# "Oil & Vinegar" sodium acetate in soap experiment



## topofmurrayhill (Jan 5, 2016)

An experiment to see if we can use sodium acetate derived from a common household product in a batch of soap and obtain any of the benefits of sodium lactate. It was inspired by seeing references in soapmaking literature to either sodium lactate OR sodium acetate making harder soap with better lather, particularly when using soft oils. We normally use sodium lactate, but sodium acetate can be made by substituting white vinegar for some of the water in a recipe.

Due to a chemistry brain seizure, there is an error in the experiment.
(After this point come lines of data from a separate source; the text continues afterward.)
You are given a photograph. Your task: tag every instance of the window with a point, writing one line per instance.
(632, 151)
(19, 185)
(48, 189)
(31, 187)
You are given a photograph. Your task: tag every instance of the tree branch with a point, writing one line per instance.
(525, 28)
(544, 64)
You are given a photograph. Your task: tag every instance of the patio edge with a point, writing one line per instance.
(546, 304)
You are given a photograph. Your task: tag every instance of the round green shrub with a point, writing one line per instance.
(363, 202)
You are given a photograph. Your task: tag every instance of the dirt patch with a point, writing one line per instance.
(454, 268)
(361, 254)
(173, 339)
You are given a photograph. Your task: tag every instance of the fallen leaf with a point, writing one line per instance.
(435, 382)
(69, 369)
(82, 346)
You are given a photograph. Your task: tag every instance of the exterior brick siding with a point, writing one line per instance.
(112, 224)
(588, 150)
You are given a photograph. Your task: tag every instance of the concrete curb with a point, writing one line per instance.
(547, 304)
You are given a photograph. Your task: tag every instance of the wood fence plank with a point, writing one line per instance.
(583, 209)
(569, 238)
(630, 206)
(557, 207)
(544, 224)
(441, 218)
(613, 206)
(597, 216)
I intended to produce 10 g sodium acetate, which in baker's measure would have been 2% of the 500 g oil amount. What I actually produced is 8.2 g sodium acetate (plus 1.8 g water), which is 1.64% of the oil amount.
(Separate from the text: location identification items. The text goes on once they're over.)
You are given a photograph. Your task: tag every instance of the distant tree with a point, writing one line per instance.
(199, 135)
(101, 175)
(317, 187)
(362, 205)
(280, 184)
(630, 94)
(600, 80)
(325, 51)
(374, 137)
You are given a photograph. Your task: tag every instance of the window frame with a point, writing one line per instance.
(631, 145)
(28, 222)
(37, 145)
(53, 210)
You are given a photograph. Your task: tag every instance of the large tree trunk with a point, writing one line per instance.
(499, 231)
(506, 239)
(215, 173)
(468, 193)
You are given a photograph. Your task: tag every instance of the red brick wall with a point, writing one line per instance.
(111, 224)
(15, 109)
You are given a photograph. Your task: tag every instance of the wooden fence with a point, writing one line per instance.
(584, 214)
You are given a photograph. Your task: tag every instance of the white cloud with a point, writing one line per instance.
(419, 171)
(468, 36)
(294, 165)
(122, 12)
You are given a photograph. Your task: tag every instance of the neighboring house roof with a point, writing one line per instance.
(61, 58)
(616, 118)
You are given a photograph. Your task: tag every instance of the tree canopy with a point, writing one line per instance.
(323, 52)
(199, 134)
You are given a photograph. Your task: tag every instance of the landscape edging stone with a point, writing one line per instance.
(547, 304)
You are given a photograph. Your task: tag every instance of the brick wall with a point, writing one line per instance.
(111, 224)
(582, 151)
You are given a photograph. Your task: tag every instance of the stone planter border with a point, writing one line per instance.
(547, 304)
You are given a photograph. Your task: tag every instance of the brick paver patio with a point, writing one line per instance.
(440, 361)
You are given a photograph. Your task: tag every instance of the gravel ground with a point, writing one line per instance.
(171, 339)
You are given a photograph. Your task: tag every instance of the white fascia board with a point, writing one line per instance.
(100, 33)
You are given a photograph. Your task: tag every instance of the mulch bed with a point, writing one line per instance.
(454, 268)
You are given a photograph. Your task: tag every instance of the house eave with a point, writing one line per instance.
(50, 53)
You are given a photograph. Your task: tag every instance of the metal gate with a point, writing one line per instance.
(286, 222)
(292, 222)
I made one soap containing sodium acetate and another that is identical but has no additive. I have a little custom 1/2 lb mold that I use for testing, but there is only one of those and I wanted to make both soaps simultaneously, so I dusted off my very first soap mold instead -- a 2 lb HDPE log from 2007-ish. I made two 1/2-length liners and inserted them end to end with a piece of cardboard in between to divide the mold into 2 sections.
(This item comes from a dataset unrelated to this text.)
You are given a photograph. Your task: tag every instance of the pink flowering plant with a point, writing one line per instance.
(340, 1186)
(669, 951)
I used no color or fragrance. I calculated no lye discount, but my grade of lye is 97% pure and the container has been open a while. I don't expect there to be excess caustic.

The plain soap is formulated as follows:

125 g coconut oil
125 g palm oil
250 g olive oil
74 g sodium hydroxide
150 g water

The sodium acetate soap is formulated as follows:

125 g coconut oil
125 g palm oil
250 g olive oil
78 g sodium hydroxide
120 g vinegar
36 g water

The vinegar is Heinz Distilled White Vinegar with 5% acetic acid. That is 6 g acetic acid, which reacts with the extra 4 g NaOH to produce 8.2 g sodium acetate and 1.8 g water.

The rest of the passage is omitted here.